In merito alla messa in suffragio di Giovanni Tegano, al fine di riportare i fatti così come realmente accaduti, l’arcidiocesi di Reggio Calabria – Bova specifica che il suffragio non è stato applicato in una messa riservata su richiesta della famiglia, ma, su richiesta dei congiunti, si è aggiunta un’intenzione a quelle già previste per la messa parrocchiale di sabato scorso.
Non è stato in alcun modo “solennizzato il ricordo” del Tegano, che non è mai stato neanche citato dal sacerdote celebrante.

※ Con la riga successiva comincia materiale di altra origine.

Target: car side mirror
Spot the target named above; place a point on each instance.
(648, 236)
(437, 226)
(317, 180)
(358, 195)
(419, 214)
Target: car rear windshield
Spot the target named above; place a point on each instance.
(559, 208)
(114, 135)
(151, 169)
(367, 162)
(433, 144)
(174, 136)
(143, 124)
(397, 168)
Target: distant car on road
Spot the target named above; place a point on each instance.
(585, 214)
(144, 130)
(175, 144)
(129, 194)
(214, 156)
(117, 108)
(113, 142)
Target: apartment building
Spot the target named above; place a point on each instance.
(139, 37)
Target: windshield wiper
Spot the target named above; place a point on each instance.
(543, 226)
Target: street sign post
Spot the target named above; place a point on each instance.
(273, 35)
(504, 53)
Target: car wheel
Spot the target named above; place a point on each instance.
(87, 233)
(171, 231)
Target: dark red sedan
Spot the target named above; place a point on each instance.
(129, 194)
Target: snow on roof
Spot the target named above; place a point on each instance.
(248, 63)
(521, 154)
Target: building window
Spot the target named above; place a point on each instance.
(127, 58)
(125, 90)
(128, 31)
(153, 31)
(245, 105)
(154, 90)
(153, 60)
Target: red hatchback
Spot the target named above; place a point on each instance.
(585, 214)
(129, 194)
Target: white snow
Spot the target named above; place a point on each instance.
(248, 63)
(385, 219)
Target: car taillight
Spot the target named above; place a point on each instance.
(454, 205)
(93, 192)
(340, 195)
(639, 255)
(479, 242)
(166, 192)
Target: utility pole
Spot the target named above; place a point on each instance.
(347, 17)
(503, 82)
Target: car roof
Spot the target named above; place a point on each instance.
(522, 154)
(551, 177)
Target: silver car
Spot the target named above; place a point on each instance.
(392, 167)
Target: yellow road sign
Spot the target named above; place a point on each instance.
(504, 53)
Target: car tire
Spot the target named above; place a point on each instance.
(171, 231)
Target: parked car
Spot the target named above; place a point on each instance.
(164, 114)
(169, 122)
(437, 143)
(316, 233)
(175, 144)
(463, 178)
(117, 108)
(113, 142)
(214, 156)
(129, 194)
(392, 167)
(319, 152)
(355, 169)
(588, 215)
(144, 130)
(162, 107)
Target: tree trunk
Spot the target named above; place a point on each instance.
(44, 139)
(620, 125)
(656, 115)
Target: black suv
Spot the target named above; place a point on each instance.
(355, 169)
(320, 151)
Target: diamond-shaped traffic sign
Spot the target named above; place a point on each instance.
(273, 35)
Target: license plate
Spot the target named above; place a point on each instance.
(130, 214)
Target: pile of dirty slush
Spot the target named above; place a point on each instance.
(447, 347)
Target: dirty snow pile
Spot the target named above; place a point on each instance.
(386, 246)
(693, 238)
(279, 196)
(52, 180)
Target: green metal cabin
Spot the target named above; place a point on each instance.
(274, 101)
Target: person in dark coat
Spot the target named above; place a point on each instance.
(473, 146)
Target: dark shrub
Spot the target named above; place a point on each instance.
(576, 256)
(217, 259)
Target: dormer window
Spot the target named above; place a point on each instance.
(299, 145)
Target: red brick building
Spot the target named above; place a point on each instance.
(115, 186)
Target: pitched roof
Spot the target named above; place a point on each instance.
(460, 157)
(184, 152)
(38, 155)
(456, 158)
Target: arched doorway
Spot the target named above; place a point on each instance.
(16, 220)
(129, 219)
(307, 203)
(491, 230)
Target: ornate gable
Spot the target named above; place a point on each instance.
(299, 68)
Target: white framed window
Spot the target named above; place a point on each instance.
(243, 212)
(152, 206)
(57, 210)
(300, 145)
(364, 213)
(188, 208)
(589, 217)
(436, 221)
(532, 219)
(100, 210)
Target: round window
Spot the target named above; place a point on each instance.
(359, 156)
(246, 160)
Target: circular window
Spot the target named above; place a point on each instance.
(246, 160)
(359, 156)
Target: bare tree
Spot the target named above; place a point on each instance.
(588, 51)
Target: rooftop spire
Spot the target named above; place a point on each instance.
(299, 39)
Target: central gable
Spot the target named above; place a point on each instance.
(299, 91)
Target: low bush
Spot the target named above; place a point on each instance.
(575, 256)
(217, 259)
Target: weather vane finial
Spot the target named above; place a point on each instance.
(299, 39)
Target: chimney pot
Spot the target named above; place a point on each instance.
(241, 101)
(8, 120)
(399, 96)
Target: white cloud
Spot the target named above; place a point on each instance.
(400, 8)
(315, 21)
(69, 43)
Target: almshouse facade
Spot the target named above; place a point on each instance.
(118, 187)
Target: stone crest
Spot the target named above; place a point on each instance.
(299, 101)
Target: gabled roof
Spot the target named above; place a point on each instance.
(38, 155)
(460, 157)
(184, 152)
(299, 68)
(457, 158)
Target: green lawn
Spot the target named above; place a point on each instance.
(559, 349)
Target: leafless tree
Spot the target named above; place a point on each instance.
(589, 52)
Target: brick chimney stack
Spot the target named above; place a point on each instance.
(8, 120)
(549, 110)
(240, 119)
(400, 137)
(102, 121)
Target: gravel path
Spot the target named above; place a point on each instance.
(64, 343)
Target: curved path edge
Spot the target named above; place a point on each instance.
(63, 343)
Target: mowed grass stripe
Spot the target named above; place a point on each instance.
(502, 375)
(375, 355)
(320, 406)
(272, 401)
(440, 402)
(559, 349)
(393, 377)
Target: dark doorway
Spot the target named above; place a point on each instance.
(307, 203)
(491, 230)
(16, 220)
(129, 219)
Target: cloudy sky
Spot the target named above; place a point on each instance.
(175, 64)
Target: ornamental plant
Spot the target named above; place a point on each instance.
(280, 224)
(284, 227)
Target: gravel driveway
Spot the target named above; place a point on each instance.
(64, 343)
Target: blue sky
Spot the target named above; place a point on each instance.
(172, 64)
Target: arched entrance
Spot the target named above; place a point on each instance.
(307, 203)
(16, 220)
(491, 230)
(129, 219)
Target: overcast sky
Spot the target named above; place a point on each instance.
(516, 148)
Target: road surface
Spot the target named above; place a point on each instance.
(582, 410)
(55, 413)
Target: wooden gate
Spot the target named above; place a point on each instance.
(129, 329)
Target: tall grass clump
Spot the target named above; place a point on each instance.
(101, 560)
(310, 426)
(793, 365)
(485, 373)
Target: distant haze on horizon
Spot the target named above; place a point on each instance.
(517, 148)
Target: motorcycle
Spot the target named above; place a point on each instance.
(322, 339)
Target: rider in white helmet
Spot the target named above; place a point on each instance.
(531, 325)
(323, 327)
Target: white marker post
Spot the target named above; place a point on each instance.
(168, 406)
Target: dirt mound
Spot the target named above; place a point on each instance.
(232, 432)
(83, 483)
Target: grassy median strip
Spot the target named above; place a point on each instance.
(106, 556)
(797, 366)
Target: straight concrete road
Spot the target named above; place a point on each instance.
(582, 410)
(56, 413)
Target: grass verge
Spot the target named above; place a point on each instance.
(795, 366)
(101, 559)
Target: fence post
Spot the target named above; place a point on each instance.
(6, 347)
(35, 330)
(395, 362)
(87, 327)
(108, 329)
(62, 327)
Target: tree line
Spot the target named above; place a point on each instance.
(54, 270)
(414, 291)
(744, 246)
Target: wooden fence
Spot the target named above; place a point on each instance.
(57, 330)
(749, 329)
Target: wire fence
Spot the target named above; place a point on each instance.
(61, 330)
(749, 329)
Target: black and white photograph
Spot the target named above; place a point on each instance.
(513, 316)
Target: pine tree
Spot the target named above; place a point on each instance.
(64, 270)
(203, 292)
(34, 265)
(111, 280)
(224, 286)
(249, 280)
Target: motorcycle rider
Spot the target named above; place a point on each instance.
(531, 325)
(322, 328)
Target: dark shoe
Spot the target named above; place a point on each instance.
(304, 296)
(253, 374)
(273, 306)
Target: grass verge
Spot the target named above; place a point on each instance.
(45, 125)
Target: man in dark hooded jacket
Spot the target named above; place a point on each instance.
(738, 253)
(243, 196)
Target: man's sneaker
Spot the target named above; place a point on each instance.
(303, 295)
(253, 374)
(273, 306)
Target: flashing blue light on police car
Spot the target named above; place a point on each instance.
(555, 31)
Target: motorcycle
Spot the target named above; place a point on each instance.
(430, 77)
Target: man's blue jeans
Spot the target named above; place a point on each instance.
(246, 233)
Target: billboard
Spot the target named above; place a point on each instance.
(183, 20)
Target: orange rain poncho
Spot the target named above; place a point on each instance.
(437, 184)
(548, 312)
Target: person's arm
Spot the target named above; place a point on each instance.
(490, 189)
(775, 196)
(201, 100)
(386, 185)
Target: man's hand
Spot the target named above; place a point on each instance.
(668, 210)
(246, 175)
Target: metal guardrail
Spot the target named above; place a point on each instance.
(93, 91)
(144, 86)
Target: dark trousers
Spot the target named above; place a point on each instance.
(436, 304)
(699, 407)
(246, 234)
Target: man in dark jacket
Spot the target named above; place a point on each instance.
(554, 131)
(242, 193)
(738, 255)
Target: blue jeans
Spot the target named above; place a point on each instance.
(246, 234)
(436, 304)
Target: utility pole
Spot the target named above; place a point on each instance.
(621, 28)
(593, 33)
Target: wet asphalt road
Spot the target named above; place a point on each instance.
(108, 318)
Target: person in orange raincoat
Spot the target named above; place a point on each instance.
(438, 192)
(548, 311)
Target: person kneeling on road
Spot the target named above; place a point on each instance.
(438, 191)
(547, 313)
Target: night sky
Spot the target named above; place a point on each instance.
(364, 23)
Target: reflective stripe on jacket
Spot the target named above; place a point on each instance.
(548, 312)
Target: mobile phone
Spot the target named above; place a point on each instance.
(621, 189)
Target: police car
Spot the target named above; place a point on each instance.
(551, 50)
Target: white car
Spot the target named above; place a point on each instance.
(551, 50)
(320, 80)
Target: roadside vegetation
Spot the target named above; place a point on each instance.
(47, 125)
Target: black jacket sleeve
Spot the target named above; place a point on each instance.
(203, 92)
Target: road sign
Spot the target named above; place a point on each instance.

L’arcidiocesi ha ritenuto che, data la fitta rete di relazioni criminali intessuta dal Tegano e la forte territorialità della ‘ndrangheta, l’applicazione del suffragio in altre chiese, compresa quelle del quartiere di origine del boss ed in qualsiasi altro territorio della Diocesi (soprattutto le periferie aspromontane, della jonica e della tirrenica), avrebbe attribuito dei connotati celebrativi o assunto una chiave di lettura strumentale a rafforzare l’idea di determinate alleanze territoriali tra clan o famiglie mafiose. La Cattedrale ha garantito un contesto anonimo, “asettico” e spersonalizzante rispetto ai legami del Tegano con il territorio di Archi e di altri quartieri centrali e periferici della Città e della Provincia. Certamente la pubblicazione dei manifesti è stata inopportuna, ma l’affissione di tali avvisi non è soggetta all’autorizzazione dell’autorità ecclesiastica.
Si precisa, altresì, che al boss Tegano sono stati negati i funerali. Tuttavia, a norma delle disposizioni canoniche e civili, non poteva essere proibito ai familiari di partecipare ad una celebrazione eucaristica aperta al pubblico e di pregare in suffragio per il defunto, anche se scomunicato. È noto, infatti, che ogni fedele abbia il diritto di chiedere di applicare la celebrazione eucaristica in suffragio dell’anima di un defunto anche se in vita questi sia stato scomunicato, si sia trovato in situazioni irregolari, abbia abbandonato notoriamente o con atto formale la Chiesa Cattolica, o appartenente ad altre confessioni.
Rispetto, poi, alla vicenda legata al giornalista Klaus Davi, l’arcidiocesi sottolinea la propria estraneità al suo allontanamento dalla celebrazione, avvenuto per intervento delle Forze dell’Ordine. Il giornalista non ha impedito il regolare svolgimento della celebrazione, né il parroco ne ha mai chiesto l’allontanamento.
L’arcidiocesi reggina prosegue il proprio impegno a sostegno della promozione della legalità che – oltre a trovare spazio nelle innumerevoli azioni di carattere educativo e pedagogico promosso dalle parrocchie e dalla diocesi – trova applicazione concreta anche nel sostegno economico al Protocollo “Liberi di Scegliere” del Tribunale per i minorenni di Reggio Calabria, che permette ai figli delle famiglie mafiose di allontanarsi dal loro nucleo familiare. Tale Protocollo, che trova radici nelle iniziative della Chiesa reggina promosse fin dal 1987, è finanziato con i fondi 8xmille della Chiesa Cattolica.